The play, based on the classic novel by American author Harper Lee exploring issues of racial injustice, was attended by an audience of secondary school pupils from across 25 London boroughs to engage with the controversial subjects that the production explores.
The performance was organised by producer Sonia Friedman and Sita Mcintosh, who created initiative Inclusive Audiences.
The initiative, which was established this year, focuses on developing and diversifying audiences.
Sita Mcintosh said: “I set up Inclusive Audiences to cultivate and nurture the audiences of tomorrow, particularly amongst those currently under-represented in our theatres including young people, working class people and those from the Global Majority.”
Sita Mcintosh’s initiative staged the special performance for state school students for just £10 a ticket, with many pupils attending live theatre show for the first time.
The timing tied in with UK Black History Month, which runs throughout October.
With the issues of race explored within the play, Sonia Friedman and Sita McIntosh felt that it was the right time.
A Q&A chaired by Brenda Emmanus OBE with the cast of the show was held shortly afterwards, with audience members getting an opportunity to ask more about their roles and production of the show.
Speaking about how the plays race issues relates to modern day, actress Pamela Nomvete who plays Calpurina in the play said: “It is relevant – it is a contemporary story
“This is something that’s happening in America with George Floyd.
“We saw this happen just down the road with Chris Kaba.”
Gwyneth Keyworth who plays Scout in the production, spoke about the playing a young person who struggles to be taken seriously.
She said: “Being younger you can be patronised – and your opinions and voices are not heard.
“Scout has really legitimate and important questions that she’s continuously asking but because she’s viewed as a little girl, they’re not listening they’re not taking her seriously.”
She compared the issues Scout faces as a young person to those facing youth today.
Use of the N word was also a controversial issue in the production, a word none of the cast wanted to say but understood the importance of being left in.
Pamela Nomvete said: “There was a lot of discussion in the rehearsal room about whether to use it and whether it was necessary.”
The word was not used in any rehearsals and is only said in the showing itself.
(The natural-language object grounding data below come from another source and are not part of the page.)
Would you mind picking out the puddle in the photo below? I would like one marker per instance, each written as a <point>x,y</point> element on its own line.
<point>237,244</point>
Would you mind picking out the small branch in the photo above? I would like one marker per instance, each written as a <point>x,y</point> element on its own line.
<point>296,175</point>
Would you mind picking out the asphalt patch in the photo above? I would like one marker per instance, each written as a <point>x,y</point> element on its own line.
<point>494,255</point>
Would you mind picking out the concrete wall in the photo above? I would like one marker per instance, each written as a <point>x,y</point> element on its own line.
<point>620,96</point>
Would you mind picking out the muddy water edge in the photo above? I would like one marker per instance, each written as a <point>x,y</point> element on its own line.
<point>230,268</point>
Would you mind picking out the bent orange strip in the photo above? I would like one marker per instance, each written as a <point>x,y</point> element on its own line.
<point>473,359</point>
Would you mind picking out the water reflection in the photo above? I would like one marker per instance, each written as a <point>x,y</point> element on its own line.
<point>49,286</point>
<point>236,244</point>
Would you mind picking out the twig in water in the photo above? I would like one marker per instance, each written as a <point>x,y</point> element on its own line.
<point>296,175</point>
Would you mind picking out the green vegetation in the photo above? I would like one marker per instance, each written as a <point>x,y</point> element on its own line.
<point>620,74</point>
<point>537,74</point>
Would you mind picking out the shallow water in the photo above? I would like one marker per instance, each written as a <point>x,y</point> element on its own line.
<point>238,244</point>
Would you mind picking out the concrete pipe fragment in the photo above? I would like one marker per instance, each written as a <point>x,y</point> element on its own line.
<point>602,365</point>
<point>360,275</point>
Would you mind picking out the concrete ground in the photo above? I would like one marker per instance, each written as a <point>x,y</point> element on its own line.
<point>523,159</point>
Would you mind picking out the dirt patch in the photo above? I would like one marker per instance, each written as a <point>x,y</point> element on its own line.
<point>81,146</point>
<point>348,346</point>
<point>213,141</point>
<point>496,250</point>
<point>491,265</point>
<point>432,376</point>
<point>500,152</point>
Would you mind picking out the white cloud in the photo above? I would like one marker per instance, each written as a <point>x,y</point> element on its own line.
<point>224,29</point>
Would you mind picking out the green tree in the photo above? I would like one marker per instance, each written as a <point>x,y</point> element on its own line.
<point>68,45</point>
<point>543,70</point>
Pamela continued: “In order to tell this story – yes [its important].
“It’s important that people to hear it and to understand that the nature of the word and the assault it carries.”
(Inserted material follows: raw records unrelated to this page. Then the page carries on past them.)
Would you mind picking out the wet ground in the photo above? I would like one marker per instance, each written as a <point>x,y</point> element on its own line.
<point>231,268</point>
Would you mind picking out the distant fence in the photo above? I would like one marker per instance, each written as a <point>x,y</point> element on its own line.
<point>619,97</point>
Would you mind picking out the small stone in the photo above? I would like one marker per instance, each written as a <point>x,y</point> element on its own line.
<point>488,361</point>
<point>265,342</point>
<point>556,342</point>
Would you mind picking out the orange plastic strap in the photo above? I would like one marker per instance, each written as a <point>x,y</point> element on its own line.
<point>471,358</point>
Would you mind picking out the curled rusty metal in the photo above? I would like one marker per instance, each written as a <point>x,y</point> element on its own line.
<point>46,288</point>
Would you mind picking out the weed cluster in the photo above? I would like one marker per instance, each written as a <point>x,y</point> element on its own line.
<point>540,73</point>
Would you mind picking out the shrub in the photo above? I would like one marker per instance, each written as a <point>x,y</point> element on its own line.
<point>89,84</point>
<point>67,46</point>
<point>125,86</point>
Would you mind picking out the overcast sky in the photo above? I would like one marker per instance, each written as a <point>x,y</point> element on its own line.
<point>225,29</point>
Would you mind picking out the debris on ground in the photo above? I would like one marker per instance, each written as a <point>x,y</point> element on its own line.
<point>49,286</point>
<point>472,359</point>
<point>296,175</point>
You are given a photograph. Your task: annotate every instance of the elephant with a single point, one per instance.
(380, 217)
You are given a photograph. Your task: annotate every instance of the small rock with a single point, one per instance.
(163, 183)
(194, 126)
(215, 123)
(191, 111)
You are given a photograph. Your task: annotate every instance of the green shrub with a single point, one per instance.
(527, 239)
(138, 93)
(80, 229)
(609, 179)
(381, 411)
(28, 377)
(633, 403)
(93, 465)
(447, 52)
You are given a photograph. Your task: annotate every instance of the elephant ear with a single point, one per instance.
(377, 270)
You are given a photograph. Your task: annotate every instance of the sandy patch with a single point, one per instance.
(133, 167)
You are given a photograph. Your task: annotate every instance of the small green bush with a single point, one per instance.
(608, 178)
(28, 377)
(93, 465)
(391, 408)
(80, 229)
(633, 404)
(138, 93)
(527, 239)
Pamela felt that leaving the word out of the show would be ignoring history, and despite the violence associated with the word, it should be acknowledged.
Jude Owusu, who plays Tom Robinson explained the measures the production was taking to look after its actors who could be affected by the words continuous use on the show.
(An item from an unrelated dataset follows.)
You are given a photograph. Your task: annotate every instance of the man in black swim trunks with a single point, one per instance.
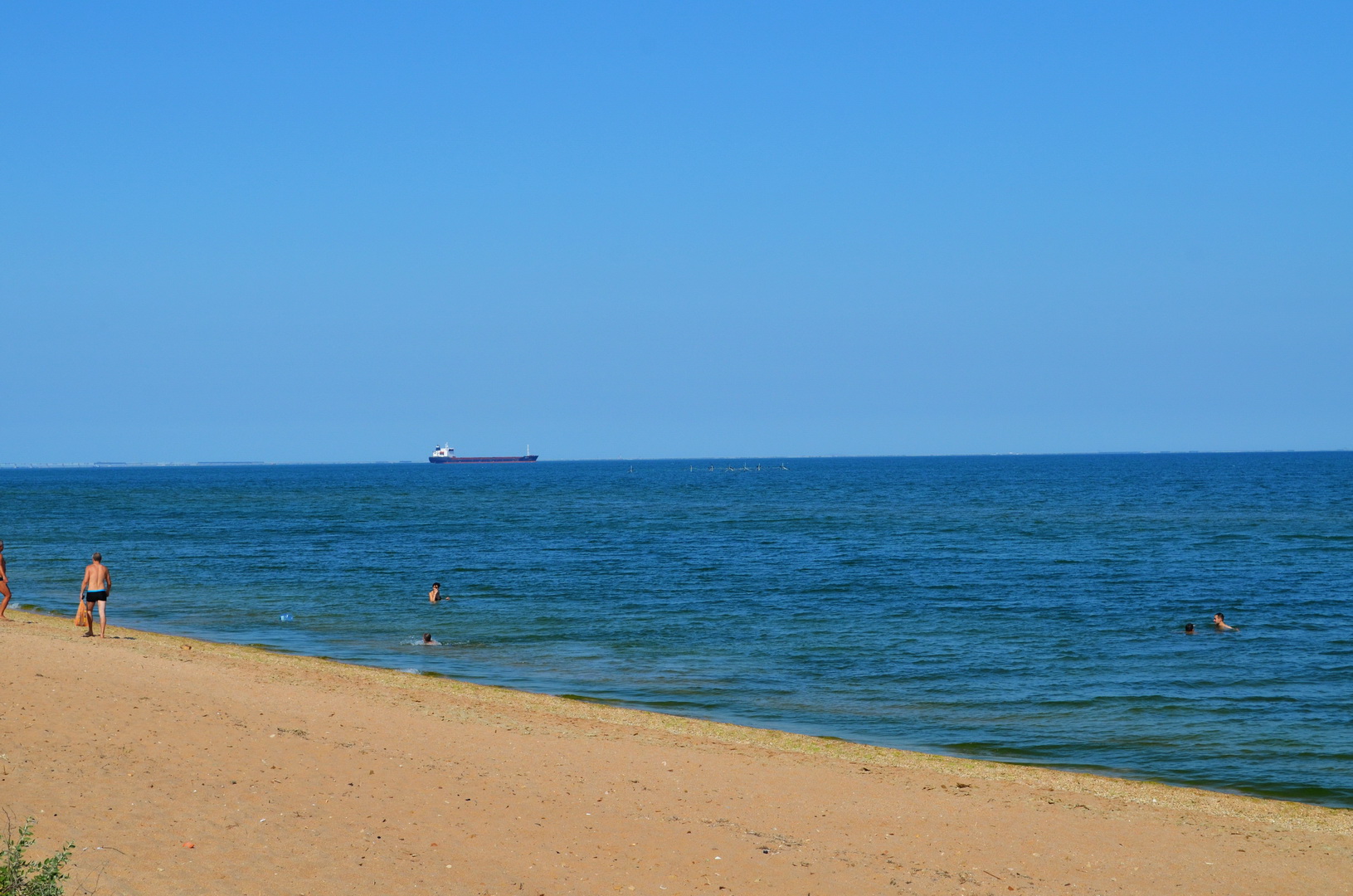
(4, 587)
(95, 589)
He said: “Safeguarding wise, black members of the cast have weekly therapy sessions every Monday.”
The black members of the cast are able to come together and discuss the wider issues the play showcases.
Harper Lee’s popular novel of racial injustice and childhood innocence has sold more than 45 million copies worldwide.
‘To Kill A Mockingbird’ runs every Monday. to Saturday until February 2023 at the Gielgud Theatre.